TAMPA,FLA. — TAMPA, Fla. -- It took cornerback Everson Walls 10 years and four Pro Bowls to reach The Show.
It took cornerback Roger Brown one year and two releases to stand on the same glorious ground.
Was it blind luck or predestination that put the rookie Brown on the same New York Giants team in the same Super Bowl with the veteran Walls?
Every year the Super Bowl is filled with curious oddities, weird quirks and inexplicable ironies. Brown, a 24-year-old Baltimore native, is merely the latest example of that unwritten code.
His journey to Tampa was anything but predictable.
He was an eighth-round draft choice by the Green Bay Packers last spring out of Virginia Tech.
Then he was a last-cut casualty in training camp.
Next, he was a free-agent find when Giants cornerback Mark Collins injured an ankle.
Four weeks later, when Collins returned, Brown was waived again.
Next, he was signed to the Giants' practice squad, allowed to practice, but not to play.
And finally, when quarterback Phil Simms went on injured reserve six weeks ago, Brown was placed on the active roster in time for the last two regular-season games and the Giants' playoff run.
"This," Brown said yesterday, soaking up the Super Bowl scene, "is kind of a reward for telling myself to hang in there. I didn't go to the practice squad with a bad attitude. I knew good things come to those who wait."
Some waits are longer than others, as previously noted. But JTC Brown, who wears No. 46, has made the most of his opportunity.
Although he's only on one pass coverage team going into Sunday's game against the Buffalo Bills, he is on four different special teams -- punt return, punt coverage, kickoff and field goal block squads.
"I get to play a lot," he said. "I'm doing my job, trying to hang in. I haven't caused a fumble yet, and I emphasize yet."

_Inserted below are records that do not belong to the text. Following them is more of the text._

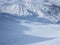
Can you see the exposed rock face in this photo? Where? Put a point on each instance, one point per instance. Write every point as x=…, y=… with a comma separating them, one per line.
x=43, y=8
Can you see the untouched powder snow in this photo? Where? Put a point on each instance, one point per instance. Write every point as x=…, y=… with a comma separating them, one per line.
x=48, y=9
x=15, y=31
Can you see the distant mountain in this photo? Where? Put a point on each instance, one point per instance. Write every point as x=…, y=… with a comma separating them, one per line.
x=41, y=8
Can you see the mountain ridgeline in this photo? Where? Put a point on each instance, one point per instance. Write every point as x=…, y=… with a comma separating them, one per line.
x=37, y=9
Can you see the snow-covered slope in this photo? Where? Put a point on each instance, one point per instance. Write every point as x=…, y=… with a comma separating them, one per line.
x=17, y=31
x=42, y=8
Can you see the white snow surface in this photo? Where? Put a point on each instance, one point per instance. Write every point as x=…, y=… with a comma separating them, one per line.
x=39, y=7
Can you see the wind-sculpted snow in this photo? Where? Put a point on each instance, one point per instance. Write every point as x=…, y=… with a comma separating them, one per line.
x=42, y=8
x=15, y=30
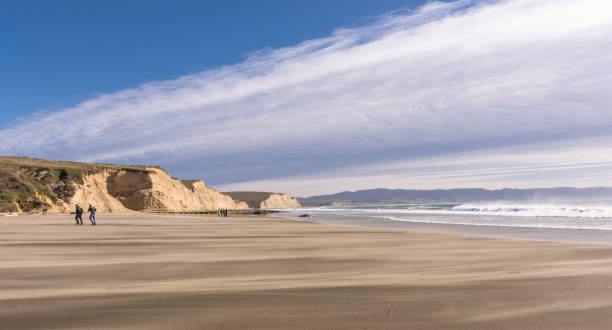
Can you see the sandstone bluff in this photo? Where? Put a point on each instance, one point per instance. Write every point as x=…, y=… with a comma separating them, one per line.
x=37, y=185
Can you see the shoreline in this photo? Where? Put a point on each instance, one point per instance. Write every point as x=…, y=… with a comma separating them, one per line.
x=535, y=234
x=155, y=271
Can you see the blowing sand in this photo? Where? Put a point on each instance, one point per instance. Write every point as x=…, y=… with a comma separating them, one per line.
x=206, y=272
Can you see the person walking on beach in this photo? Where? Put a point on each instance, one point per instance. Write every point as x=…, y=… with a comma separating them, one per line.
x=79, y=215
x=92, y=214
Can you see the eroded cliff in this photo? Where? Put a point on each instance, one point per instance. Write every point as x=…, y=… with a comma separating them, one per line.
x=265, y=200
x=30, y=185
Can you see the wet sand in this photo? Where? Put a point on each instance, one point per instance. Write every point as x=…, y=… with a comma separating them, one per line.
x=247, y=272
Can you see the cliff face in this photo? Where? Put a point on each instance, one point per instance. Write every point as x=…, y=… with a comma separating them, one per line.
x=265, y=200
x=279, y=201
x=52, y=188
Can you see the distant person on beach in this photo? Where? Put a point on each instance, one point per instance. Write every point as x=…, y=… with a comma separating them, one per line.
x=79, y=215
x=92, y=215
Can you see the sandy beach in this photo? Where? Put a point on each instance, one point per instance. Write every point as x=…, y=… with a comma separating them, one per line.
x=248, y=272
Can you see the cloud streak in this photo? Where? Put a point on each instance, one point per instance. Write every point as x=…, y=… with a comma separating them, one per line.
x=446, y=78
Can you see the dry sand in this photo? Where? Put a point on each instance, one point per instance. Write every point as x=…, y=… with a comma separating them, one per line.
x=206, y=272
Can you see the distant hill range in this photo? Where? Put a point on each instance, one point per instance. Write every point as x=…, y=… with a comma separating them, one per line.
x=379, y=196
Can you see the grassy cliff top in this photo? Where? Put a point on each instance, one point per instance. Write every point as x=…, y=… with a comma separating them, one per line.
x=11, y=161
x=33, y=184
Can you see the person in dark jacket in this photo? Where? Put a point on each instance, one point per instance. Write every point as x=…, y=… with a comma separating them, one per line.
x=79, y=215
x=92, y=214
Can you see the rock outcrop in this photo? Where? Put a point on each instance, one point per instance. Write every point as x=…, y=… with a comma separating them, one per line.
x=265, y=200
x=48, y=186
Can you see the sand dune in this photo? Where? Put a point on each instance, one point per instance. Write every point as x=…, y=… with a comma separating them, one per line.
x=205, y=272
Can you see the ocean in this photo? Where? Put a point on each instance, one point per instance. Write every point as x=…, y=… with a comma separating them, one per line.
x=584, y=221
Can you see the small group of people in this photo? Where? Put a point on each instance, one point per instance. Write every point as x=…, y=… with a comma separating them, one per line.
x=79, y=215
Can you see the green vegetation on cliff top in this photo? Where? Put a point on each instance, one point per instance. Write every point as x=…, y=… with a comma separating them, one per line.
x=33, y=184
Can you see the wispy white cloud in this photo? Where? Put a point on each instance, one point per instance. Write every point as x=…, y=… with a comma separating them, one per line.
x=448, y=77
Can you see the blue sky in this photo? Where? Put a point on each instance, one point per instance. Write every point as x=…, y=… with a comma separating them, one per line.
x=318, y=97
x=56, y=54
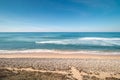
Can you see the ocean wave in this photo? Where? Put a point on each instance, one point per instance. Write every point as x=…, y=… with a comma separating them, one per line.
x=60, y=51
x=85, y=41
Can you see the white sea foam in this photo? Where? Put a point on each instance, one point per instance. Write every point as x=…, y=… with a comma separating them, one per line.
x=86, y=41
x=59, y=52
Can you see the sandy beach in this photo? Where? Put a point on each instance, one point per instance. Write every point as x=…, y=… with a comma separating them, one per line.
x=71, y=66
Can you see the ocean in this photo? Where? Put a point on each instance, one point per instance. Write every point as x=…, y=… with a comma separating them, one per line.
x=93, y=42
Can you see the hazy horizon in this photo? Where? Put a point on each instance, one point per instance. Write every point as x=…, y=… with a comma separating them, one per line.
x=59, y=15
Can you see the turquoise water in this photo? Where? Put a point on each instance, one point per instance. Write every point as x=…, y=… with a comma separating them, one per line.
x=76, y=41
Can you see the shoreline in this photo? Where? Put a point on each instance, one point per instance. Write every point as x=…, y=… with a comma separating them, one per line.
x=57, y=55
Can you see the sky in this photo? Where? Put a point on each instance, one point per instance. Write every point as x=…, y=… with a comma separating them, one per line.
x=59, y=15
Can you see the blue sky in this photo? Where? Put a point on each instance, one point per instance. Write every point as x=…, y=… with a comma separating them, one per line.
x=59, y=15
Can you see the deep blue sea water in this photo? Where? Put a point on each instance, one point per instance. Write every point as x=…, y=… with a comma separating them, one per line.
x=75, y=41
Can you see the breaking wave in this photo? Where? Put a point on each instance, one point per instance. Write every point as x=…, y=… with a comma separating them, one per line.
x=85, y=41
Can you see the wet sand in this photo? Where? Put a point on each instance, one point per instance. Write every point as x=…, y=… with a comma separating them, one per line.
x=71, y=66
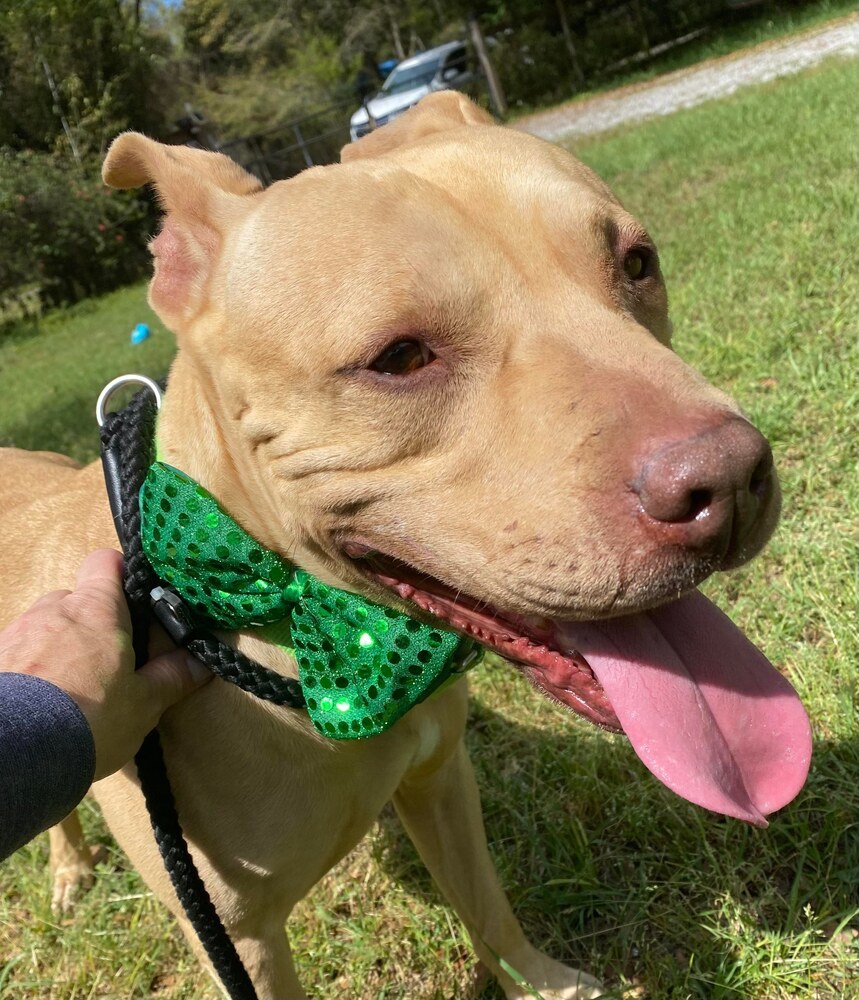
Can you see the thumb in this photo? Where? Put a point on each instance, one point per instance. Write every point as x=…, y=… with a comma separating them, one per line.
x=172, y=676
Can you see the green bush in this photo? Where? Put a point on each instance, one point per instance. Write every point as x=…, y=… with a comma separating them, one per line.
x=64, y=231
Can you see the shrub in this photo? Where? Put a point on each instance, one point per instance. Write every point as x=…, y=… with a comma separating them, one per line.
x=64, y=231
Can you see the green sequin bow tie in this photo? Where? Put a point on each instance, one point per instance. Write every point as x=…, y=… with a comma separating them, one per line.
x=362, y=666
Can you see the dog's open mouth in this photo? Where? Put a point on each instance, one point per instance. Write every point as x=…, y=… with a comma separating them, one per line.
x=704, y=709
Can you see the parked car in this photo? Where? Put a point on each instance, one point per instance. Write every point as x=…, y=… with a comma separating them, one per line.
x=443, y=68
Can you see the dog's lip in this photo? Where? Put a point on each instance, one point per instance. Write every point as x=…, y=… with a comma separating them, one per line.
x=525, y=640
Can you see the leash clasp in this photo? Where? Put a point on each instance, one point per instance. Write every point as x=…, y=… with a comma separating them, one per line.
x=173, y=615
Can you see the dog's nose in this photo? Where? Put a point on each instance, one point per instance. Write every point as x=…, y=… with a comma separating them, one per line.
x=711, y=491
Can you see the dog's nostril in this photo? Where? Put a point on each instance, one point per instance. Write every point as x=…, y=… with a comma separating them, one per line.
x=698, y=502
x=760, y=476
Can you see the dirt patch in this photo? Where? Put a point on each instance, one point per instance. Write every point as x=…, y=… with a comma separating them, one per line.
x=687, y=87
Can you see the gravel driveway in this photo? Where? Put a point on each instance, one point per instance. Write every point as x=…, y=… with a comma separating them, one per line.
x=687, y=87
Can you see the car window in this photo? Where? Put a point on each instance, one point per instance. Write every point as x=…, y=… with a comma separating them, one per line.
x=406, y=78
x=458, y=60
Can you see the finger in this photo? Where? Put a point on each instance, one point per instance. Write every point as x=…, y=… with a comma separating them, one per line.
x=100, y=577
x=171, y=677
x=100, y=566
x=35, y=613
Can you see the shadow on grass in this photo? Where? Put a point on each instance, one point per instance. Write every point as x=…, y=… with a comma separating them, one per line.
x=611, y=872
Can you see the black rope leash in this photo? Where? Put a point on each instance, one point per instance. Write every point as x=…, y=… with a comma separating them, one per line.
x=126, y=439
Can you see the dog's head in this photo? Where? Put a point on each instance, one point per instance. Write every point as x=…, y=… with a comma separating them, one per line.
x=441, y=372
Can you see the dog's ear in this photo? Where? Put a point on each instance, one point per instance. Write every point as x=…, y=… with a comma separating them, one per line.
x=202, y=194
x=436, y=113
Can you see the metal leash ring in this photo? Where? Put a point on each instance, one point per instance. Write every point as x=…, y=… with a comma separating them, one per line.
x=115, y=384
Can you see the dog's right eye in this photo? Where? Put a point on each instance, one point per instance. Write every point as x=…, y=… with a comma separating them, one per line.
x=403, y=358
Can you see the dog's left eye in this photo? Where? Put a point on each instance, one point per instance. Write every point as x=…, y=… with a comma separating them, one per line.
x=403, y=358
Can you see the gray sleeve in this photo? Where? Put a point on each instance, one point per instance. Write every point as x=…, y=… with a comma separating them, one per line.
x=47, y=758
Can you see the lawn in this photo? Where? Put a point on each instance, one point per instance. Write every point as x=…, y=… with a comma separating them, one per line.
x=752, y=202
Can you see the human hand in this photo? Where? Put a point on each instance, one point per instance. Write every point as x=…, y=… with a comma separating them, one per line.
x=80, y=641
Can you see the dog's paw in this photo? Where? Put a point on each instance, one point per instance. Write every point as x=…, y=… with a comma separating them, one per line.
x=73, y=877
x=553, y=981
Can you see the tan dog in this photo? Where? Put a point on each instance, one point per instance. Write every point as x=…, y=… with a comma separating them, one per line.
x=438, y=369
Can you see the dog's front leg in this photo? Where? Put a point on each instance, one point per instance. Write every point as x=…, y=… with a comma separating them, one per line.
x=441, y=812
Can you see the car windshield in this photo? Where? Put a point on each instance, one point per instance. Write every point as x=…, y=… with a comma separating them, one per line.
x=407, y=77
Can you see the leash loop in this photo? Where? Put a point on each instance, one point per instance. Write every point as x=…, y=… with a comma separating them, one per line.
x=118, y=382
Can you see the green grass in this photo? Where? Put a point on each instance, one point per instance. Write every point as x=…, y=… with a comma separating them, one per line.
x=52, y=371
x=752, y=202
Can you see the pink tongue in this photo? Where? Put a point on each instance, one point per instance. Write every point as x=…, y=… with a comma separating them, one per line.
x=704, y=709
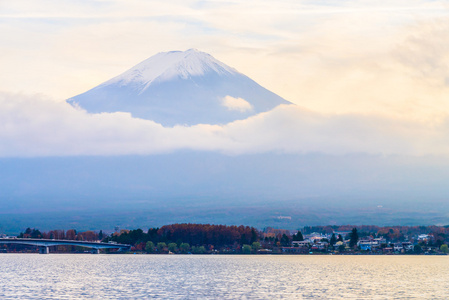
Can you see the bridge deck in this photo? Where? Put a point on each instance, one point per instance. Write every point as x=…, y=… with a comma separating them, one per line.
x=49, y=243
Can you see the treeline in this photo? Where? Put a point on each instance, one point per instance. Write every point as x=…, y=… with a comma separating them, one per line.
x=185, y=238
x=391, y=233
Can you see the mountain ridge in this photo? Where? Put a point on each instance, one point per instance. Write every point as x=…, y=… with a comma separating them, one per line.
x=180, y=88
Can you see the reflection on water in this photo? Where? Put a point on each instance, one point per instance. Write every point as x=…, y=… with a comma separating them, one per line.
x=66, y=276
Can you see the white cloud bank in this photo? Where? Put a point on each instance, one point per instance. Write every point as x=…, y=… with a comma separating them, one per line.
x=35, y=126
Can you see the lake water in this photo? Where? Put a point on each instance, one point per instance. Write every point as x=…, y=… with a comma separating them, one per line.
x=88, y=276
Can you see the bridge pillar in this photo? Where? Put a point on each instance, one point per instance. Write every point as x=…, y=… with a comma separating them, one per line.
x=43, y=250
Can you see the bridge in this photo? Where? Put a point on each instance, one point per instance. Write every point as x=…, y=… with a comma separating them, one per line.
x=43, y=244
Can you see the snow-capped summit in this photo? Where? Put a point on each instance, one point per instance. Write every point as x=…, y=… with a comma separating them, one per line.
x=167, y=65
x=189, y=87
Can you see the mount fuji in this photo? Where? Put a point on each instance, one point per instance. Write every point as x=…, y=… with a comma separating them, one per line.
x=180, y=88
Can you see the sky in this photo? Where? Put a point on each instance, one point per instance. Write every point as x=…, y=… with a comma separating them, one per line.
x=367, y=76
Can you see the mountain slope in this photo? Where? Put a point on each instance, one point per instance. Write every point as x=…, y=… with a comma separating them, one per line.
x=184, y=88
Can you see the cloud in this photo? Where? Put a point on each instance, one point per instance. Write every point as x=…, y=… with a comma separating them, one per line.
x=238, y=104
x=36, y=126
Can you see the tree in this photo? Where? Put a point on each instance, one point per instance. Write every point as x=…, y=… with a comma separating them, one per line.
x=198, y=250
x=333, y=240
x=149, y=247
x=417, y=249
x=298, y=237
x=353, y=238
x=246, y=249
x=256, y=246
x=285, y=241
x=161, y=247
x=184, y=247
x=172, y=247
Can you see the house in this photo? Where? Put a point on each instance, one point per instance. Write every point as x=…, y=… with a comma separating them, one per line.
x=295, y=250
x=300, y=243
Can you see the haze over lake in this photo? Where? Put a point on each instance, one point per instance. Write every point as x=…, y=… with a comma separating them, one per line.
x=61, y=276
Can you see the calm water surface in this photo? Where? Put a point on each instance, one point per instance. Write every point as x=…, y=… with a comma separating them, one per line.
x=65, y=276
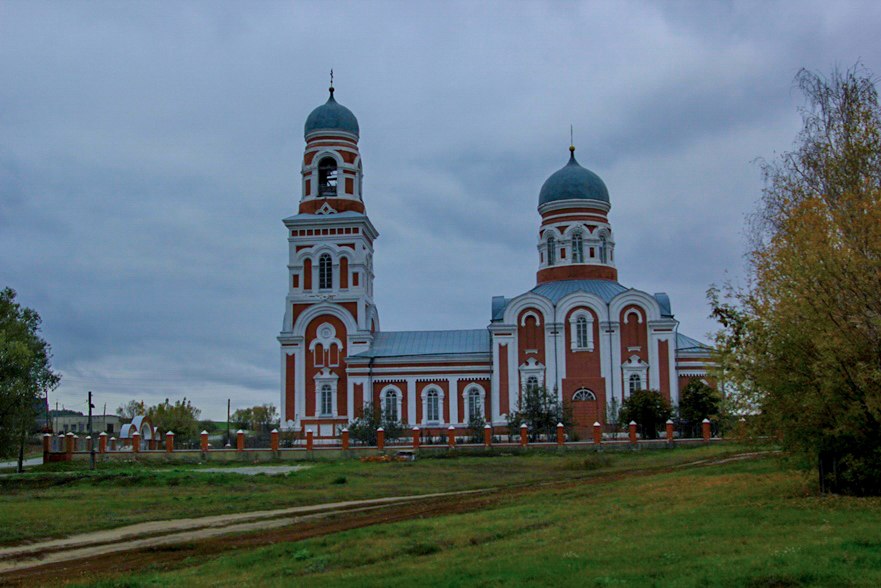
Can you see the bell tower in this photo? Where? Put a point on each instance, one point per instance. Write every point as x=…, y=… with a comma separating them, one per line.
x=329, y=309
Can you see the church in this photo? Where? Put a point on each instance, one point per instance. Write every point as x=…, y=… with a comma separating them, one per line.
x=578, y=332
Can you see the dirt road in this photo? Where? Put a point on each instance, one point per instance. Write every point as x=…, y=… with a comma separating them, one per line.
x=92, y=555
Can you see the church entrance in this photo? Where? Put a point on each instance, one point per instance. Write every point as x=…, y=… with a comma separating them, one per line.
x=585, y=412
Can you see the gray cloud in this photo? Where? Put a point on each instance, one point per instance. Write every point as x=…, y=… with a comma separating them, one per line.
x=148, y=152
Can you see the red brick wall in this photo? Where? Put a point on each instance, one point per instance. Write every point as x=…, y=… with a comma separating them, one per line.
x=311, y=370
x=290, y=383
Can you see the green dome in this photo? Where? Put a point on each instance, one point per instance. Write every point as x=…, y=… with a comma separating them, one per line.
x=573, y=182
x=332, y=116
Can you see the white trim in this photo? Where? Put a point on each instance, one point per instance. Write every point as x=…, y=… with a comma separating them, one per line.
x=466, y=400
x=440, y=405
x=399, y=396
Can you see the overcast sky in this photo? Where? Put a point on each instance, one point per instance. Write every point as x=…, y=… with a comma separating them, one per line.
x=148, y=152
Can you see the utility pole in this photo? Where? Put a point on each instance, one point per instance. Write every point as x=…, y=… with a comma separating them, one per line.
x=227, y=423
x=92, y=452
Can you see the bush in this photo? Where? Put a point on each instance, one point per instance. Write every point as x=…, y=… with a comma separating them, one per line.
x=476, y=425
x=697, y=402
x=648, y=409
x=541, y=410
x=363, y=429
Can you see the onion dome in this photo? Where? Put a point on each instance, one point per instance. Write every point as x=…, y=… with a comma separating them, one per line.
x=573, y=182
x=332, y=116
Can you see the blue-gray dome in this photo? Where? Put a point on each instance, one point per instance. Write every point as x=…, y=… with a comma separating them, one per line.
x=573, y=182
x=332, y=116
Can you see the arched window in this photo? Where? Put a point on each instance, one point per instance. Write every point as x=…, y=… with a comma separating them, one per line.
x=327, y=177
x=325, y=272
x=531, y=384
x=581, y=332
x=552, y=250
x=584, y=394
x=432, y=406
x=577, y=248
x=635, y=383
x=326, y=400
x=474, y=404
x=390, y=406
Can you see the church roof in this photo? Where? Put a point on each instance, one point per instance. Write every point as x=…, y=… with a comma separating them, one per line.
x=408, y=343
x=573, y=182
x=345, y=215
x=331, y=116
x=557, y=290
x=687, y=344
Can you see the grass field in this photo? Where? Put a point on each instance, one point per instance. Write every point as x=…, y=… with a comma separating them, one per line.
x=65, y=498
x=630, y=521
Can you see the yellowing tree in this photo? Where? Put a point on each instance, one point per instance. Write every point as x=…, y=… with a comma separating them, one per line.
x=802, y=342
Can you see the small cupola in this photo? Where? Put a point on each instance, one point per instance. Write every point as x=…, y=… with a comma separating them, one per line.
x=331, y=117
x=573, y=182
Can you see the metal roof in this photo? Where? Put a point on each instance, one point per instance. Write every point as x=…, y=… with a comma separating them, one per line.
x=346, y=214
x=331, y=116
x=573, y=182
x=556, y=291
x=407, y=343
x=686, y=343
x=664, y=303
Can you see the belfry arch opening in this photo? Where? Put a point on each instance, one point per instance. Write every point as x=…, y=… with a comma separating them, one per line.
x=327, y=177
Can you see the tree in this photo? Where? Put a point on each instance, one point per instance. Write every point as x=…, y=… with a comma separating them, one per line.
x=541, y=410
x=25, y=373
x=698, y=401
x=648, y=409
x=180, y=417
x=801, y=341
x=364, y=428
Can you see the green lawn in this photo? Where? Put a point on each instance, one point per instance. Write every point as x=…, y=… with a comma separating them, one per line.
x=747, y=523
x=63, y=499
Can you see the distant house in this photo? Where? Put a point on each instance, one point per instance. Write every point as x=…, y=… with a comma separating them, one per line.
x=78, y=423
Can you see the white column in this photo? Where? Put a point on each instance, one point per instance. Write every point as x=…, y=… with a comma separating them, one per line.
x=674, y=377
x=654, y=382
x=411, y=401
x=454, y=400
x=494, y=383
x=350, y=398
x=513, y=376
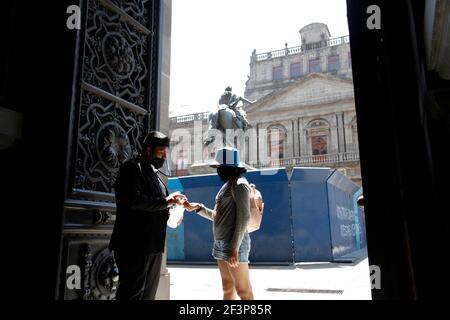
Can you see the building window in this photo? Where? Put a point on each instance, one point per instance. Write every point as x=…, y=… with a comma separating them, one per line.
x=182, y=162
x=333, y=63
x=319, y=145
x=314, y=65
x=276, y=144
x=318, y=133
x=247, y=149
x=277, y=73
x=296, y=70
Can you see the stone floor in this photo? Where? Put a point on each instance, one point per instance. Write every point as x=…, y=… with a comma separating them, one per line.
x=304, y=281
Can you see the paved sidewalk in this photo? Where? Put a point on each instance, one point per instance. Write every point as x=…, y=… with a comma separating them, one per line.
x=305, y=281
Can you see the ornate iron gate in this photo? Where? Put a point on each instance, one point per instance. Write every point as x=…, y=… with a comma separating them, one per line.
x=113, y=106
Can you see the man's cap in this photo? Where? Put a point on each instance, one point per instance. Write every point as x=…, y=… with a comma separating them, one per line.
x=156, y=139
x=228, y=157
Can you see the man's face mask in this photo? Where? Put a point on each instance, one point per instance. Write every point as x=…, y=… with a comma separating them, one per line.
x=157, y=162
x=223, y=175
x=159, y=157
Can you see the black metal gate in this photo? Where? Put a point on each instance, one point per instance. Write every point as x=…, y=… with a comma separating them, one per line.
x=113, y=106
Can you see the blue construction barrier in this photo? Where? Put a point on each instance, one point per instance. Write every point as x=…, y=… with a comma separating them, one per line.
x=326, y=220
x=192, y=240
x=272, y=243
x=311, y=225
x=312, y=217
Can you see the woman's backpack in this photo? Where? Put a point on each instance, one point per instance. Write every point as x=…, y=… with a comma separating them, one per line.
x=256, y=208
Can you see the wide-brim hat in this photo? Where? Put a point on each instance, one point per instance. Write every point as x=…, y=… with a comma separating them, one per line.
x=228, y=157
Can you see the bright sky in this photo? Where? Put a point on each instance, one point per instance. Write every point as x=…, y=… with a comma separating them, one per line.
x=212, y=41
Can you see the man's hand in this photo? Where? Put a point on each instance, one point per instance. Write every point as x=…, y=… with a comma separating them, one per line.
x=233, y=260
x=191, y=206
x=176, y=198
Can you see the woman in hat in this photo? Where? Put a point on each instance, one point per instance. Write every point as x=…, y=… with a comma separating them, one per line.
x=230, y=216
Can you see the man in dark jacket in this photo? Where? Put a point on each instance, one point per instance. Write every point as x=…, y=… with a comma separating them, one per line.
x=139, y=234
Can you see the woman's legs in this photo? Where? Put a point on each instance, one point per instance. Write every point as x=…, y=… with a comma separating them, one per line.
x=229, y=291
x=238, y=277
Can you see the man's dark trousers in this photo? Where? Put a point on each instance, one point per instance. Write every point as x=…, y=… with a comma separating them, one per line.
x=138, y=275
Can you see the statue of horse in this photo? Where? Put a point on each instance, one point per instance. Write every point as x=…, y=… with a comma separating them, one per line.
x=225, y=118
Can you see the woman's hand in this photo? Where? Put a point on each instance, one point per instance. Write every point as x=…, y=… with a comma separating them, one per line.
x=191, y=206
x=233, y=259
x=176, y=198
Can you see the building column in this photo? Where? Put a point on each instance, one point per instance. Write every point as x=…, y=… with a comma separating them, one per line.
x=334, y=143
x=349, y=143
x=295, y=141
x=303, y=142
x=340, y=128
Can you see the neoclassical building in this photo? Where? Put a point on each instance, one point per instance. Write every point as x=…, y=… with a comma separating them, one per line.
x=304, y=114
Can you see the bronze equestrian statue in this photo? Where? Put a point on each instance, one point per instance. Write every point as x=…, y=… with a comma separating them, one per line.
x=227, y=115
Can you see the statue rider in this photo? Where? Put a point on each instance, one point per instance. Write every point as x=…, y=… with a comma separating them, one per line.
x=231, y=100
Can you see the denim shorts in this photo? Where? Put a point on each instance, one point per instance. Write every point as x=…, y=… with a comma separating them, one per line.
x=221, y=249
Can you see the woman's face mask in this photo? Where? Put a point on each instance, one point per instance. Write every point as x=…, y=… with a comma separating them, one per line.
x=223, y=175
x=157, y=162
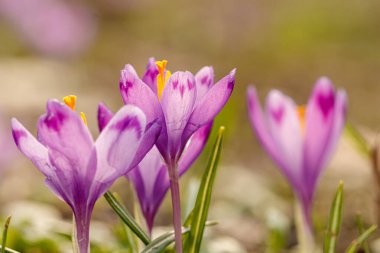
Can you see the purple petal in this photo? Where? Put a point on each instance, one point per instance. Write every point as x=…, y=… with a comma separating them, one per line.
x=151, y=182
x=178, y=99
x=194, y=148
x=104, y=116
x=151, y=134
x=150, y=76
x=38, y=154
x=136, y=92
x=118, y=142
x=31, y=148
x=211, y=104
x=203, y=80
x=325, y=118
x=63, y=131
x=285, y=128
x=260, y=125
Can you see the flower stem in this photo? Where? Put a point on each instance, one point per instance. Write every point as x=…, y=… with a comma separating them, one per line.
x=305, y=234
x=176, y=204
x=81, y=233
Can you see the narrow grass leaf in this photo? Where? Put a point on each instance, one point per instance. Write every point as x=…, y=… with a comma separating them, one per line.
x=8, y=250
x=335, y=221
x=361, y=239
x=199, y=214
x=126, y=217
x=162, y=242
x=359, y=223
x=5, y=233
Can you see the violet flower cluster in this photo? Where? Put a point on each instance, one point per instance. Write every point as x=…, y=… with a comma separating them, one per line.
x=171, y=113
x=162, y=129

The son of Roger (Sr.) and Patricia Brown, Roger Jr. starred in baseball (as a centerfielder) and football (as a receiver) at Cardinal Gibbons High. His father, an associate judge in the Circuit Court of Baltimore, remembers taking him to Memorial Stadium in 1979 to see the Colts play the Giants. Another irony: that was Simms' rookie season.
"Back in April, I would not have thought it would come to this," Roger Sr. said yesterday of his son's football career.
"There was the consideration prior to the draft that Roger would go in the fourth round. He didn't. When the eighth round started, I told him good things always come to those who wait. Then the phone rang."
Brown had had a successful career at Virginia Tech.
"I played cornerback," he said. "I played like [former Los Angeles Raiders cornerback] Lester Hayes. Nasty, aggressive. I talked trash, but backed it up."
With the Packers, Brown showed enough to last until the final cut. "I didn't feel I got a raw deal," he said. "Coach [Lindy] Infante was trying to do what's best for the team. They had drafted Leroy Butler in the second round and they weren't going to keep two rookie cornerbacks."
Brown got another call, this one from the Giants, a day after he was cut. There was an invitation to go to the Meadowlands. And when he was cut for the second time this season, he decided to join the Giants' practice squad because "I thought I'd get a fair shake."
One more potential twist in this story: It is possible the Giants will leave Brown unprotected when next month's Plan B free-agent deadline arrives. All things considered, Brown would rather remain a Giant. Indicative of the confidence he has gained from playing in eight NFL games, though, he feels certain he will be in the league somewhere next season.
"I know I can play in this league," he said. "I've seen the competition, I've seen the opposition. I think I can do it."